When Tamminetta was no more than a piglet, her mother was slaughtered. As she was growing up, Tammy's only memory was the warning her mother had given her: If you gorge yourself on the slops as the other pigs do, you will be punished, for once you are full-grown and fat, the man with the pitchfork will kill you and have you cooked. Don't eat with the other pigs. If you eat instead sparingly of the left-over scrapings, you will not be fat enough for the farmer, and you will be set free. I was weak and ate, and I am to be punished for it. But if you are strong you shall win your way to freedom and escape the flames of the cook-fire.

And so each day when the man with the pitchfork came out into the pigpen carrying the slops, young Tammy turned her tail to him. The other pigs went running for the food, so when the good man saw the small pig standing alone a perplexed expression crossed his benevolent features. But though he called her, she stood apart and would not touch the slops until the other pigs had finished, and little enough indeed remained when her friends left the trough.

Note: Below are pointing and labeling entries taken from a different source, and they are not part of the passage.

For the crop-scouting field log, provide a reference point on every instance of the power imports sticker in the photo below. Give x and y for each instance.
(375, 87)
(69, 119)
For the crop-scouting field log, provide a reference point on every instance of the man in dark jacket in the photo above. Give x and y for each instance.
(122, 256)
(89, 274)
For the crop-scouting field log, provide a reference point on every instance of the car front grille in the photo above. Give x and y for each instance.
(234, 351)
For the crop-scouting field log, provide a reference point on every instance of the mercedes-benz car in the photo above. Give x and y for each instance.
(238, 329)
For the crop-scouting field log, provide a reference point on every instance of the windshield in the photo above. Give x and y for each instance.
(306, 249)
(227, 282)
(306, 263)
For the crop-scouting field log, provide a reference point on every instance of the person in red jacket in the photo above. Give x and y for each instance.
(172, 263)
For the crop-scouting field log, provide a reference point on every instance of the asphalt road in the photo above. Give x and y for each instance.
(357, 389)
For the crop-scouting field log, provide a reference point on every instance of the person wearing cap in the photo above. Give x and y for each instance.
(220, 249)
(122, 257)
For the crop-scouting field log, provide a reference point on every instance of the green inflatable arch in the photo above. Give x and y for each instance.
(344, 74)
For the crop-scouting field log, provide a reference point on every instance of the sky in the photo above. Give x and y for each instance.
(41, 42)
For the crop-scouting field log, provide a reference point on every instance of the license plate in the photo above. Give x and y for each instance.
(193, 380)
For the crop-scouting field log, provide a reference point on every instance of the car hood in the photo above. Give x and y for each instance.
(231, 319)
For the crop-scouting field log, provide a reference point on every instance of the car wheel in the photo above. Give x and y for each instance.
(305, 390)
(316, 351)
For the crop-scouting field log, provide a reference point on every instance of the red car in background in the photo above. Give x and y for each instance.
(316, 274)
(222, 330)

The other pigs, at first concerned, soon grew annoyed. They numbered twenty-two, and all of them were Tammy's seniors. One by one, each of them prevailed upon Tammy to eat like a sensible pig, all to no avail. They could be heard talking about her among themselves. "Who does she think she is, young upstart? Too good to eat with the rest of us though it starve her. An embarrassment to our pen she is." And, "When she doesn't eat she annoys and worries our Benefactor, the Good Man with the Pitchfork, who feeds and protects us. Something should be done about her." But despite all their talk, nothing ever came of it. She continued to refuse to eat and they continued to be annoyed, but this was as far as it went.

It couldn't have been easy for Tammy to continue to hold out. Sometimes a wistful expression was seen on her face, not so much when the man with the pitchfork arrived with breakfast -- though at times then, too -- but mostly when another pig snubbed or chastised her. Her look of quiet determination would break for an instant, letting her hurt and loneliness show through. But she never let her defenses down for more than a moment; she'd quickly realign her features, resuming her usual expressionless stare. And though she never looked happy, she never once indulged in tears of self-pity. She simply took what came to her, and whatever feelings she had never manifested themselves on her face.

Every morning, when the farmer entered the pen, he'd look hopefully at Tammy, and sometimes he'd go to her and try to feed her from his hand. But however he tried, he never managed to tempt the now scrawny and unhealthy-looking pig. The old sows in the pen took it upon themselves as their duty to persuade her to eat. They approached her as a group, but they soon gave up talking to her, for the look in her eyes said that she saw only cool forests and heard not a word of their sermonizing.

Deep inside, Tammy yearned for the companionship of her pen-mates, but she could not have it and remain true to herself. Her mother had taught her, and she truly believed, that to give in to the temptation proffered by the farmer was to be weak. It would be wrong to eat the quantities the farmer tried to make her consume. Her pen-mates were lost, but her conscience would not let her join them. She was alone, but she would be true to the memory of her mother, though it cost her her friends.

Soon came fall and with it butchering season. The farmer remarked to his wife that he'd only catch twenty-two of the pigs, for the last of the mature pigs was too scrawny to butcher. The new piglets he would keep, to carry on the line, and the lone sickly one he would free, for it would cost him money to feed it and time to butcher it and he'd little enough of either.

Though their last days had come, the pigs were quite unsuspecting. They'd been good; if any of them was to be killed it would surely be the recalcitrant loner. They watched the onset of fall, quite blissful in their ignorance of what was to befall them. And if Tammy knew their fate, she surely knew too that it was too late for them; or maybe it was just that it had been so long since she'd spoken to them that she'd forgotten how. In either case, several days before the older pigs were taken from the pen, Tammy was released into the woods beyond the farm. She'd been strong, and she'd won. In fact, she must have been too overjoyed and triumphant for her poor, undernourished heart to sustain the excitement, for she died several days later.

In all the time she'd been ostracized by her friends, her facial muscles must have forgotten how to form a smile, for those who saw her corpse say she looked no more happy than she had back at the farm. Or perhaps it was only that those who looked upon her could not see her expression clearly through the gloom of the forest.